Destroyed historic mill in North Carolina, US

Grimes Mill was located at 600 N. Church St. in Salisbury, North Carolina. It was built in 1896 as a flour and feed mill. It stayed active until 1982. The Historic Salisbury Foundation bought it that year and later turned it into a museum. It was listed on the National Register of Historic Places and was the only roller mill museum in North Carolina. The site was destroyed by fire on January 16, 2013.

==History==
The mill was originally established as North Side Roller Mill. It was one of the first flour roller mills in the county. It was built in 1896 by a group of Salisbury businessmen to compete with the Salisbury Roller Mill. In the first year of operation, it was producing fifty barrels of flour in each 24-hour day. In 1898, the mill was sold to another company which then went bankrupt in 1906. John D. Grimes, a businessman from nearby Davidson County who established the first roller mill in North Carolina in Lexington in 1879, bought the mill after its bankruptcy for $4,000. By that time, the mill's original three floors had an additional expanded area of two floors.

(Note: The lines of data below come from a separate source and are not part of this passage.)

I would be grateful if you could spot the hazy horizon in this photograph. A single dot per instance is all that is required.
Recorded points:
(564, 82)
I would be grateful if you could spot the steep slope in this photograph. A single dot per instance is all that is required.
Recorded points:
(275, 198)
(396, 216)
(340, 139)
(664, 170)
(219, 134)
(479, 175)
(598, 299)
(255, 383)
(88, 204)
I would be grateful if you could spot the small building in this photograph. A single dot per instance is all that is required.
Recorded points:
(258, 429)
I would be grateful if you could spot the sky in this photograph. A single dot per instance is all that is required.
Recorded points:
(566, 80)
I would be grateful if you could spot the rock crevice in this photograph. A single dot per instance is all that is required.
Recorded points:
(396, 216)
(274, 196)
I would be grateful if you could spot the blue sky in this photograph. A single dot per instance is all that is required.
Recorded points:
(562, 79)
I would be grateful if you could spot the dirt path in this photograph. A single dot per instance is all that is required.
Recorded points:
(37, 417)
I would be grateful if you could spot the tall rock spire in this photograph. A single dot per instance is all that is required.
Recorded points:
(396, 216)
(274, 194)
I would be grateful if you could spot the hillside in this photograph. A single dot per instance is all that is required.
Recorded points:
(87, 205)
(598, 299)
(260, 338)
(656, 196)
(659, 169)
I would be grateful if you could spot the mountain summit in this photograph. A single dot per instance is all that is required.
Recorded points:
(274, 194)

The Grimes family continued ownership of the mill until 1963. During that time, the mill was expanded, the largest addition coming in 1912. That year, twelve large storage bins were added to the facility that had an aggregate capacity of 90,000 pounds of wheat. The most productive time for the mill was in the 1930s when it produced a peak of 100 barrels of flour per day.

The W. A. Davis Milling Company from High Point, North Carolina, took over control of the property in 1963 after John D. Grimes, grandson of the first Grimes owner, sold the property to Robert Davis. Davis added a retail store area to the building and the Davis Milling Company produced flour, grains and pigeon pellets. Near the end of the Davis ownership, only two employees rand the mill which only produced flour as a glue extender.

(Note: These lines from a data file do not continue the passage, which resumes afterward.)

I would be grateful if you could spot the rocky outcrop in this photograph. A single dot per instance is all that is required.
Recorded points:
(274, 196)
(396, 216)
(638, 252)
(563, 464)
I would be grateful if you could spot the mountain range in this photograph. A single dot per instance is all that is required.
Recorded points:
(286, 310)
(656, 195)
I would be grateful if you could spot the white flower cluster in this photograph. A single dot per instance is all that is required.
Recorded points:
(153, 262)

The Historic Salisbury Foundation, a historic preservation group in Rowan County, bought the plant for $60,000 in 1982. The next year, they opened the site up as a museum, only the second historic site owned by the foundation to be such. The next year, on February 6, 1984, the site was added to the National Register of Historic Places. It existed from then on as the only roller mill museum in North Carolina, until its destruction by fire in 2013.

===2013 fire===
On January 16, 2013, calls to 911 reporting a fire came in around 9:40 pm. It would eventually become a five-alarm fire, bringing in crews from several nearby fire stations. The fire continued to burn well into the next day and fire investigators were not able to get into the building to find a cause for the fire for several days. Brian Davis, executive director of the Historic Salisbury Foundation stated that the property did have burglary and fire alarms, but no sprinkler system.

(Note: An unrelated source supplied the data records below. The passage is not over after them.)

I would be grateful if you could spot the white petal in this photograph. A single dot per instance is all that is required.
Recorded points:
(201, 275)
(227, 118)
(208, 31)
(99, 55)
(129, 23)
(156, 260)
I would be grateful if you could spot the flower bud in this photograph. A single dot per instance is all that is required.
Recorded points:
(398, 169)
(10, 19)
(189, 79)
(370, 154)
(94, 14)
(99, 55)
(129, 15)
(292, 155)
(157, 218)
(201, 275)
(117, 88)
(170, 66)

After the fire, as a fundraiser to help finance the site cleanup, the Historic Salisbury Foundation started selling bricks from the mill. The only other roller mill still extant in Rowan County is the China Grove Roller Mill.

==Architecture==
The roller mill was designed and built by the founders, D. R. Julian, A. C. Mauney, James C. McCanless and Napoleon B. McCanless. The original building was three stories tall and built in a Second Empire style, Victorian construction; one of the few Second Empire style buildings with industrial use in North Carolina. It was a granite-trimmed brick building.